Ultimately our aim in starting this project was not to escape from Earth. The big space agencies justify their existence by saying it is natural for humans to wander and explore. That is true. But it is also true that only a tiny percentage of the world’s people have left their homes through much of Earth’s human history. People also like to belong someplace. Trash, burn, and leave is not our way, as you said so many years ago. I am thinking of the pictures the first astronauts beamed back to us: the Earth seen from space, the pale blue dot. We should always look back toward home, no matter how far we go.
I come from a people who know how to belong in a way that civilization has forgotten. I feel a need to return to the terminator of Shikasta 464b, where Avi has gone native—life beckons to life, and to mystery, too—but I also have another deep desire: to practice immersion among the green hills, the cloud forests of my people. There are things we still have to discover about life here, life on Earth. There are things Bhimu will help us learn, if she comes out of hiding. What we find will not leave us unchanged, and that is how it should be. I have always walked in multiple worlds. What is one more?
Message received on secure channel, encrypted.
Message Extract:
Calling AKCX. Are you listening?
As I made the being aware of the universe beyond its planet and its star, I became aware myself. I send this to let you know that although I can’t come home, I am home. Here, and there with you and Bhimu.
Prepare to receive data file with magnetic field map in real time. Somebody has a message for you.
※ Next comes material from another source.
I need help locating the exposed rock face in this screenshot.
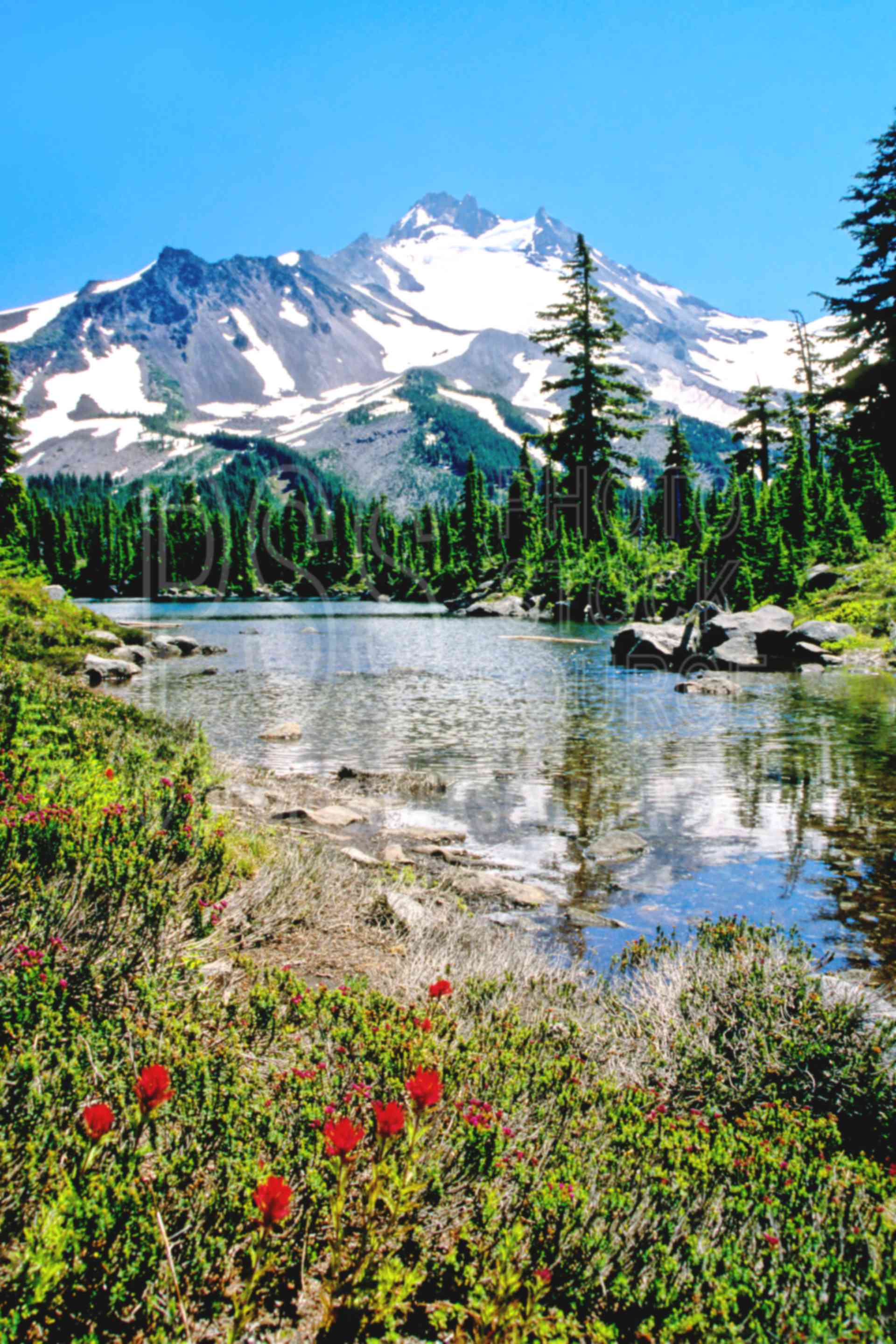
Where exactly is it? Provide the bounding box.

Sarah Pinsker is the author of the 2015 Nebula Award—winning novelette “Our Lady of the Open Road.” Her novelette “In Joy, Knowing the Abyss Behind” was the 2014 Sturgeon Award winner and a 2013 Nebula finalist. Her fiction has been published in magazines including Asimov’s, Strange Horizons, Lightspeed, Fantasy & Science Fiction, and Uncanny, among others, and numerous anthologies. A collection of her stories is due out in 2019. She lives in Baltimore, Maryland, with her wife and dog. She can be found online at sarahpinsker.com and twitter.com/sarahpinsker.
WIND WILL ROVE
Sarah Pinsker
There’s a story about my grandmother Windy, one I never asked her to confirm or deny, in which she took her fiddle on a spacewalk. There are a lot of stories about her. Fewer of my parents’ generation, fewer still of my own, though we’re in our fifties now and old enough that if there were stories to tell they would probably have been told.
My grandmother was an engineer, part of our original crew. According to the tale, she stepped outside to do a visual inspection of an external panel that was giving anomalous readings. Along with her tools, she clipped her fiddle and bow to her suit’s belt. When she completed her task, she paused for a moment, tethered to our ship the size of a city, put her fiddle to the place where her helmet met her suit, and played “Wind Will Rove” into the void. Not to be heard, of course; just to feel the song in her fingers.
There are a number of things wrong with this story, starting with the fact that we don’t do spacewalks, for reasons that involve laws of physics I learned in school and don’t remember anymore. Our shields are too thick, our velocity is too great, something like that. The Blackout didn’t touch ship records; crew transcripts and recordings still exist, and I’ve listened to all the ones that might pertain to this legend. She laughs her deep laugh, she teases a tired colleague about his date the night before, she even hums “Wind Will Rove” to herself as she works—but there are no gaps, no silences unexplained.
Even if it were possible, her gloves would have been too thick to find a fingering. I doubt my grandmother would’ve risked losing her instrument, out here where any replacement would be synthetic. I doubt, too, that she’d have exposed it to the cold of space. Fiddles are comfortable at the same temperatures people are comfortable; they crack and warp when they aren’t happy. Her fiddle, my fiddle now.
My final evidence: “Wind Will Rove” is traditionally played in DDAD tuning, with the first and fourth strings dropped down. As much as she loved that song, she didn’t play it often, since re-tuning can make strings wear out faster. If she had risked her fiddle, if she had managed to press her fingers to its fingerboard, to lift her bow, to play, she wouldn’t have played a DDAD tune. This is as incontrovertible as the temperature of the void.
And yet the story is passed on among the ship’s fiddlers (and I pass it on again as I write this narrative for you, Teyla, or whoever else discovers it). And yet her nickname, Windy, first appears in transcripts starting in the fifth year on board. Before that, people called her Beth, or Green.
She loved the song, I know that much. She sang it to me as a lullaby. At twelve, I taught it to myself in traditional GDAE tuning. I took pride in the adaptation, pride in the hours I spent getting it right. I played it for her on her birthday.
She pulled me to her, kissed my head. She always smelled like the lilacs in the greenhouse. She said, “Rosie, I’m so tickled that you’d do that for me, and you played it note perfectly, which is a gift to me in itself.